Menyederhanakan Keingingan dan Obsesi, Hidup secara Sederhana menjadi Niscaya
Hidup secara sederhana, bukanlah tabu ataupun memalukan. Justru ketika kita mampu hidup secara sederhana, merupakan “seni hidup” itu sendiri. Ketika ekonomi global dan lokal mengalami fenomena riak-riak resesi, maka kita tidak perlu terobsesi mengutuk “gelap-gelitanya” keadaan ekonomi, akan tetapi mulai menghidupkan lampu pelita dengan berlatih hidup secara sederhana. Ditengah resesi ekonomi, mampu hidup secara sederhana merupakan adaptasi terbaik yang dapat kita lakukan, sebuah penyesuaian diri dalam rangka “survival of the fittest”. Semua orang mampu bergaya hidup mewah, ketika dirinya mengalami kemakmuran keuangan finansial. Namun, tidak semua orang sanggup untuk hidup secara sederhana ketika keadaan keuangannya mengalami kontraksi dan kejatuhan. Karenanya, hidup secara sederhana adalah “seni” itu sendiri. Tidak ada yang lebih menakutkan, ketika seseorang mengalami penurunan strata sosial, dari jutawan manjadi orang miskin. Sebaliknya, orang sederhana siap dalam setiap keadaan, apapun kondisi dan situasinya.
“Demi kemakmuran”, banyak diantara anggota masyarakat
kita yang melakukan segala hal, baik secara legal maupun yang melawan hukum,
baik yang etis maupun yang tidak etis, tidak terkecuali melakukan hal-hal yang
merendahkan martabat, melecehkan kemanusiaan, menggadaikan jiwa, “menjual diri”

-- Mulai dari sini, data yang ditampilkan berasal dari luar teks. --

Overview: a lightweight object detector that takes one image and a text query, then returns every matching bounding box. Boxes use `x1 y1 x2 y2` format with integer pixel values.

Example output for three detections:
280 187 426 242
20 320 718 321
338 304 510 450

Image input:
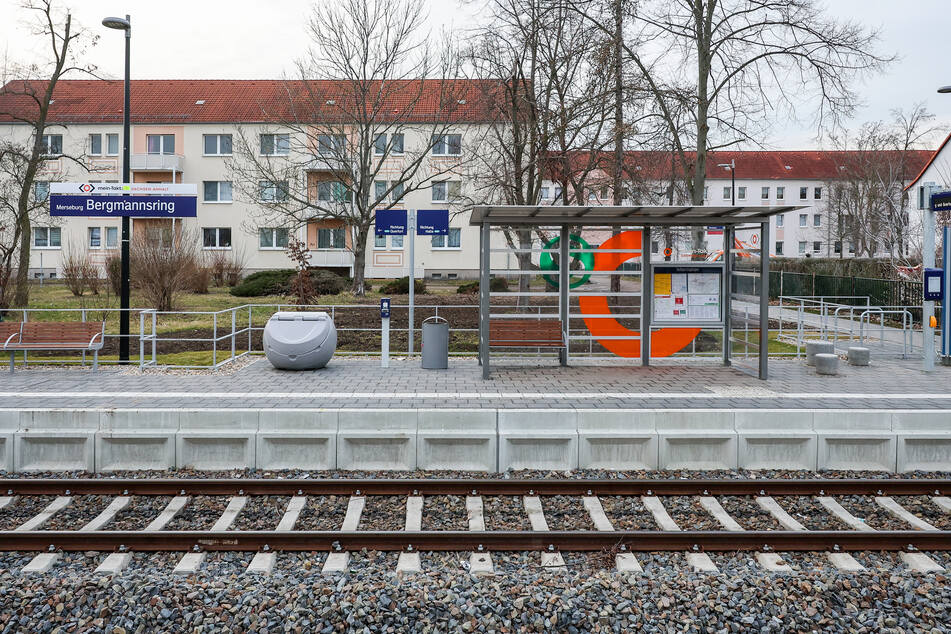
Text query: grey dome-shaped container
264 312 337 370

sendiri ataupun orang lain, koruptif, manipulatif, mempertontonkan keserakahan,
memangsa hak orang lain, merampas hak-hak orang lain, hingga menjelma seorang “manusia
iblis” ataupun “predator”. Akan tetapi, berapa banyak diantara kita yang pernah
mendengar istilah “demi kesederhanaan”? Justru itulah yang tepatnya perlu mulai
kita kampanyekan dan dengungkan, yakni “demi kesederhanaan”, dimana kita
bergerak atau berjuang untuk hidup secara sederhana dengan memasuki hidup dalam
kesederhanaan.
“Simple is
beautiful”, kesederhanaan itu indah. Begitu pula, “keheningan ialah musik
terindah”. Kejujuran tanpa diwarnai dusta, adalah indah. Kesetiaan tanpa
perselingkuhan, adalah indah. Kesehatan tanpa penyakit, adalah indah. Ketulusan
dan bersikap otentik, tanpa “persona”
(topeng), adalah indah. Bergaya hidup bersahaja, adalah indah. Kertas putih polos,
adalah indah. Apa adanya, tanpa “hidden
agenda”, adalah indah. Ada berbagai keindahan dibalik kesederhanaan
kehidupan ataupun kesederhanaan lainnya dalam hidup ini, bila kita mau bersikap
peka terhadapnya dan membuka mata lebar-lebar serta terbuka terhadap
kesederhanaan. Umpama air murni, susu murni, keju murni, sifatnya begitu polos
dan sederhana, namun karena kemurniaannya itulah ia menjadi indah serta
berharga. Ketika sesuatu diperkeruh oleh keinginan yang tidak mengenal kata “puas”,
maka pada saat itulah awam hitam menutupi langit cakrawala penglihatan kita, dan
merampas keindahan dibalik kesederhanaan. Nila setitik, rusak susu sebelanga.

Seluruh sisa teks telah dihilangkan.